Ma il governo attuale, nonostante i propositi riformistici della prima ora, non appare sensibile su questo tema. In base all’attuale situazione giuridica, il limite di età per il pensionamento senza detrazioni sarà gradualmente innalzato da 65 a 67 anni entro il 2029. E per il ministro del Lavoro Hubertus Heil (Spd) questo è sufficiente, non c’è bisogno di ulteriori correzioni. Già lo scorso maggio, dopo un appello di un folto gruppo di economisti per il pensionamento a 70 anni, aveva dichiarato: “Abbiamo concordato nella coalizione che non aumenteremo l’età pensionabile legale. E questo non cambierà”.

Per dare sollievo alla crescente carenza di manodopera, Siegfried Russwurm, presidente dell’associazione degli industriali (il Bdi, Bundesverband der Deutschen Industrie, equivalente della Confindustria italiana), aveva di recente proposto una misura diversa. “Personalmente sono molto favorevole a un aumento facoltativo delle ore di lavoro settimanali, naturalmente con una compensazione salariale completa”, aveva detto Russwurm all’inizio di luglio, sostenendo che l’introduzione di una settimana di 42 ore sarebbe certamente più facile da attuare rispetto a una riforma generale del pensionamento a 70 anni.

In precedenza, anche Michael Hüther, direttore dell’Istituto dell’economia tedesca di Colonia (IW), centro di ricerca vicino ai datori di lavoro, si era espresso a favore di una settimana lavorativa di 42 ore come modello standard.

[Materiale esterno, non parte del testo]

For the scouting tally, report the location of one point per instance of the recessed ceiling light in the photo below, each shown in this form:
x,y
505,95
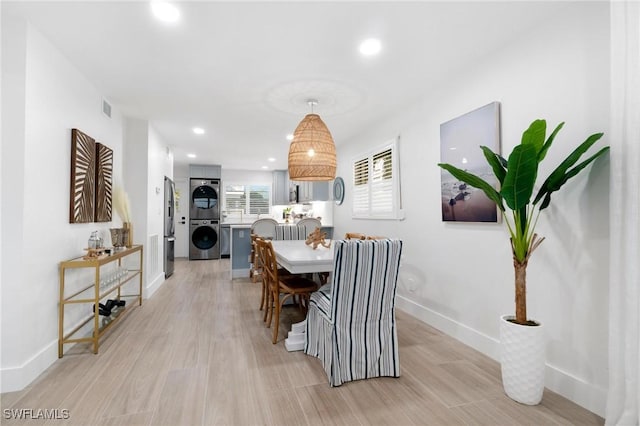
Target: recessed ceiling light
x,y
165,11
370,46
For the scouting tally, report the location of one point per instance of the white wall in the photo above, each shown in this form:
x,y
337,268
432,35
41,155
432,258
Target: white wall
x,y
459,277
44,97
160,160
148,160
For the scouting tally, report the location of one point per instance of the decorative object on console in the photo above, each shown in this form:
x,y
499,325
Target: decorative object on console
x,y
523,363
312,153
338,190
83,175
121,205
104,173
459,141
317,238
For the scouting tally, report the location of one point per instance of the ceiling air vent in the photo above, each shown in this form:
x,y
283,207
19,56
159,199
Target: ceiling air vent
x,y
106,108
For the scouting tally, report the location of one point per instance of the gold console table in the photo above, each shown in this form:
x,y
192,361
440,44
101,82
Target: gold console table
x,y
98,289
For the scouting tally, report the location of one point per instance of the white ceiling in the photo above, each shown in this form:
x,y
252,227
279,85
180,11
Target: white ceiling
x,y
244,70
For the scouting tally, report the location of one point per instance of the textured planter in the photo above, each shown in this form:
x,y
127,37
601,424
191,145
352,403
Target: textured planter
x,y
522,360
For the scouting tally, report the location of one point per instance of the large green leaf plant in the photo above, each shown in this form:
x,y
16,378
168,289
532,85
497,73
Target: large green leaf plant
x,y
517,177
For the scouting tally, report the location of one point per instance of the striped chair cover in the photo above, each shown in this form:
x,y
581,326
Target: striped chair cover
x,y
351,323
291,232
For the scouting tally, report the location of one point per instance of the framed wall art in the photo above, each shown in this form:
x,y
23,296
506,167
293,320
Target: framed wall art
x,y
83,176
104,173
460,141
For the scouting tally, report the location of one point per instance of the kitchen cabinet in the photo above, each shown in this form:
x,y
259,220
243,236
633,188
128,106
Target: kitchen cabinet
x,y
205,171
280,187
307,191
110,275
312,191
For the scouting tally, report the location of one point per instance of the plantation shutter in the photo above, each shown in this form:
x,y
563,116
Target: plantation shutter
x,y
259,199
382,184
361,187
235,197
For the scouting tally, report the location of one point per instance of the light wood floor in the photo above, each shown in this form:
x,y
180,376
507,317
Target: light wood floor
x,y
197,353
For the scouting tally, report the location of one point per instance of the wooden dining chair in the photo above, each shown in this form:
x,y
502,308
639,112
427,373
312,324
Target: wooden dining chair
x,y
261,259
351,325
282,287
265,228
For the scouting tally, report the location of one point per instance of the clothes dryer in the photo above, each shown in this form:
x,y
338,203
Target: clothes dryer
x,y
204,241
205,199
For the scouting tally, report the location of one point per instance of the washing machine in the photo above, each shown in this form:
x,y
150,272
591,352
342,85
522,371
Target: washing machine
x,y
204,239
205,199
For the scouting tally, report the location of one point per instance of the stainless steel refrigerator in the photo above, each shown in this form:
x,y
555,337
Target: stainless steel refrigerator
x,y
169,226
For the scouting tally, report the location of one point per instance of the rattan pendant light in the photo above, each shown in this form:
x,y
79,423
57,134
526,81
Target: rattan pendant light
x,y
312,153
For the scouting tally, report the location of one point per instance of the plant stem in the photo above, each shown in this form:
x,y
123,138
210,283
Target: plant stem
x,y
521,290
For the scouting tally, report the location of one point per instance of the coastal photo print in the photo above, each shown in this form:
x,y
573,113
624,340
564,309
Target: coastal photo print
x,y
460,141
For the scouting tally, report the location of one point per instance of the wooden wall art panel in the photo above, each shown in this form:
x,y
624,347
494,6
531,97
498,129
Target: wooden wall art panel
x,y
104,173
83,175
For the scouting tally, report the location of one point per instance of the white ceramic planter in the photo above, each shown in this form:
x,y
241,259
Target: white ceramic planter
x,y
522,361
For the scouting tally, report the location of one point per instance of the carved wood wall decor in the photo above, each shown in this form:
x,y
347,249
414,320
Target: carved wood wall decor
x,y
83,175
104,173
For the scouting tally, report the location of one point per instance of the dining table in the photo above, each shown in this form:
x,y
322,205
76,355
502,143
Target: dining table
x,y
299,258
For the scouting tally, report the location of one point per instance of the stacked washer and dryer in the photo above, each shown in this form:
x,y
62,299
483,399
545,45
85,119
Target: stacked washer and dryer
x,y
204,219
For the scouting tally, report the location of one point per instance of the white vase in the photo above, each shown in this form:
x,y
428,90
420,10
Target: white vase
x,y
522,360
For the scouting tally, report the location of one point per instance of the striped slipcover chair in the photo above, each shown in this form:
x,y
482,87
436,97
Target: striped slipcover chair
x,y
351,324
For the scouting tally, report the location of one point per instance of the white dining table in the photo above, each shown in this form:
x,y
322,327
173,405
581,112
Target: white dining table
x,y
299,258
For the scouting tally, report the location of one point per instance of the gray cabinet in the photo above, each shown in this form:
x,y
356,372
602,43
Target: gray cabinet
x,y
225,240
205,171
280,187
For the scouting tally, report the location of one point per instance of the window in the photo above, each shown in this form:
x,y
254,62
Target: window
x,y
376,184
250,199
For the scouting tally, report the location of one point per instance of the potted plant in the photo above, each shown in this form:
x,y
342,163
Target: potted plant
x,y
522,343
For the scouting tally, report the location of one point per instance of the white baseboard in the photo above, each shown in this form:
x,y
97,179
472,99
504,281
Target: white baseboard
x,y
18,377
573,388
154,285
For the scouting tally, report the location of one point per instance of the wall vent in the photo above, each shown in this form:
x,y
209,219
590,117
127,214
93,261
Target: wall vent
x,y
106,108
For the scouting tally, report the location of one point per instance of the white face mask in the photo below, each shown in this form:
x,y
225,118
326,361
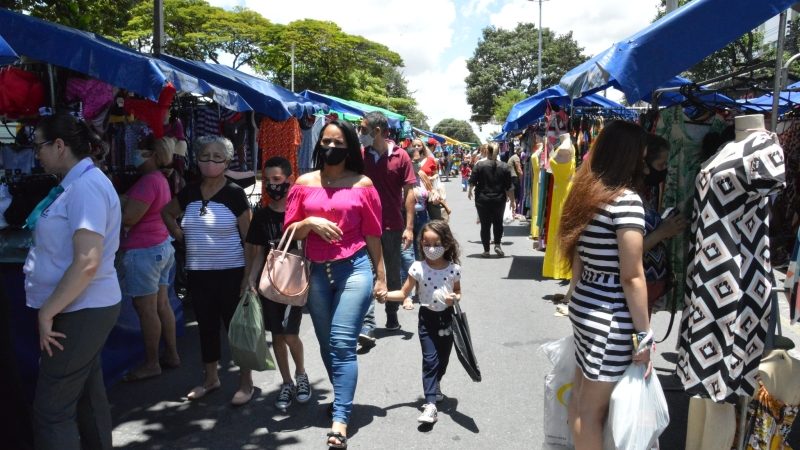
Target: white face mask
x,y
433,253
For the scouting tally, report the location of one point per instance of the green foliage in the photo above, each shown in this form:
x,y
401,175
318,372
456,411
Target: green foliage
x,y
504,103
104,17
506,60
459,130
739,54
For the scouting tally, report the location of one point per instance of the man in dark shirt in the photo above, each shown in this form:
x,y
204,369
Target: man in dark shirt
x,y
392,173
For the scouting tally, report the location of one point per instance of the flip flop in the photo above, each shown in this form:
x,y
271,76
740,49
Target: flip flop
x,y
138,376
201,391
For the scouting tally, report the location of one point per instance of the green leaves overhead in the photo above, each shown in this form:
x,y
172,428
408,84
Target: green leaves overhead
x,y
506,60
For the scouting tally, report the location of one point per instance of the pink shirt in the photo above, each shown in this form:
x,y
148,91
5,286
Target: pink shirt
x,y
356,211
150,230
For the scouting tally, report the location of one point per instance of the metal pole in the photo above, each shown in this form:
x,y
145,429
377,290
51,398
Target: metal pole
x,y
292,66
539,76
158,26
778,71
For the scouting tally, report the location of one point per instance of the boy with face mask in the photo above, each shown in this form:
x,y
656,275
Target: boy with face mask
x,y
282,320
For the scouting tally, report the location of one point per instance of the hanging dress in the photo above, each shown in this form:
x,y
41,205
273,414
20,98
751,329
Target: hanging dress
x,y
729,276
555,264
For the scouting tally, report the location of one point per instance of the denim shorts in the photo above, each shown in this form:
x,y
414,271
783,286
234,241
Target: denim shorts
x,y
142,270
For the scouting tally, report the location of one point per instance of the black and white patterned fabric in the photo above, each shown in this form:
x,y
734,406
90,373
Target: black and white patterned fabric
x,y
601,321
729,277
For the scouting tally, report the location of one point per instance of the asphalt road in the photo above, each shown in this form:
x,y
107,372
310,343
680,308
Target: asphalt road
x,y
511,315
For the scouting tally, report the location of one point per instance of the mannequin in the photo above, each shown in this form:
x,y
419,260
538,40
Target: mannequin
x,y
562,165
727,277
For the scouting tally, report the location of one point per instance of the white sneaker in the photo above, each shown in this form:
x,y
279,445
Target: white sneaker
x,y
429,414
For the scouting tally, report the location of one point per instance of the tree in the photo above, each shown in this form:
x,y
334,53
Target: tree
x,y
104,17
506,60
504,103
459,130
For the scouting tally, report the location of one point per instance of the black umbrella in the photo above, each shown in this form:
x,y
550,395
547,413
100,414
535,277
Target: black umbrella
x,y
463,342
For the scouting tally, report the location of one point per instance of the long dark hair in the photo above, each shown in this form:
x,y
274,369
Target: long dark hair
x,y
450,244
354,160
616,162
75,133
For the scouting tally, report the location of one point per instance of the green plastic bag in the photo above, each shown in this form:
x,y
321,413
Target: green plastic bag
x,y
246,336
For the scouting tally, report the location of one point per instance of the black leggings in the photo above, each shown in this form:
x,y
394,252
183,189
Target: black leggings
x,y
215,295
491,215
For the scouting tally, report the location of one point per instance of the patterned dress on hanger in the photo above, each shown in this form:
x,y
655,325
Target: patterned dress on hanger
x,y
729,276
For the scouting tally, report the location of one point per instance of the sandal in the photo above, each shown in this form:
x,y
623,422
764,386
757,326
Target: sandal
x,y
201,391
338,436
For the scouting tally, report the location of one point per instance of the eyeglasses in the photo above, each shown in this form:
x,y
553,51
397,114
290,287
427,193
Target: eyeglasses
x,y
214,160
37,146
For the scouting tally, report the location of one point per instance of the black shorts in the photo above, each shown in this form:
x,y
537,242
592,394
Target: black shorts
x,y
275,313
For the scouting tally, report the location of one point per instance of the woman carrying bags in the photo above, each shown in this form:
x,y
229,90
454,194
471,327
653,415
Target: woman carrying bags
x,y
214,218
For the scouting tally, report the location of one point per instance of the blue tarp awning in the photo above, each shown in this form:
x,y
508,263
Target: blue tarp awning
x,y
672,98
7,54
439,139
100,58
262,96
641,63
533,108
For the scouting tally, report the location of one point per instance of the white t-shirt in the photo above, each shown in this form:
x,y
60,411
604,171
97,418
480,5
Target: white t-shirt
x,y
433,285
88,202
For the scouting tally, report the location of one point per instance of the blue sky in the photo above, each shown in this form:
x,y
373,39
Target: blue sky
x,y
435,37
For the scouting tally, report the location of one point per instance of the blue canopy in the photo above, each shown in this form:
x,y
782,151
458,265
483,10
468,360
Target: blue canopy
x,y
352,107
7,54
672,98
262,96
439,139
100,58
533,108
674,43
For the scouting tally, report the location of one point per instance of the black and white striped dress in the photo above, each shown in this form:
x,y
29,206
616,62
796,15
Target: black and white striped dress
x,y
600,318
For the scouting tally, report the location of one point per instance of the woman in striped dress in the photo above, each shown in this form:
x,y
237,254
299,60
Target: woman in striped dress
x,y
602,228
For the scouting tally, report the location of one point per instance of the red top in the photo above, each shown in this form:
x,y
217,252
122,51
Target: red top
x,y
429,166
390,173
355,210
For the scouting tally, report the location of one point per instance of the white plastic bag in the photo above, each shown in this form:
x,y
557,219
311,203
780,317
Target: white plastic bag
x,y
508,215
637,413
558,389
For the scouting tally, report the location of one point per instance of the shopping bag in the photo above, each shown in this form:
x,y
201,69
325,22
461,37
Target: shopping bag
x,y
246,336
637,412
508,215
558,389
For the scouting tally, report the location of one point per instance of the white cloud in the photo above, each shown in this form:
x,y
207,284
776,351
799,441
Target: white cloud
x,y
595,24
420,38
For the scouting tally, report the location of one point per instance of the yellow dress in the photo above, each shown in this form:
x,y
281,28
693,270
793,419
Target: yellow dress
x,y
535,195
555,264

Una pressione che non sembra suscitare grande eco nei partiti di maggioranza come d’opposizione, completamente assorbiti dai timori legati all’inflazione e alle sfide energetiche d’autunno. L’unico ad aver partecipato al dibattito di imprenditori ed economisti è stato l’ex leader della Spd ed ex ministro dell’Economia Sigmar Gabriel, che si è espresso a favore della settimana di 42 ore. Ma il suo è ormai un giudizio da opinionista e non certo da politico in grado di influenzare le scelte del suo partito.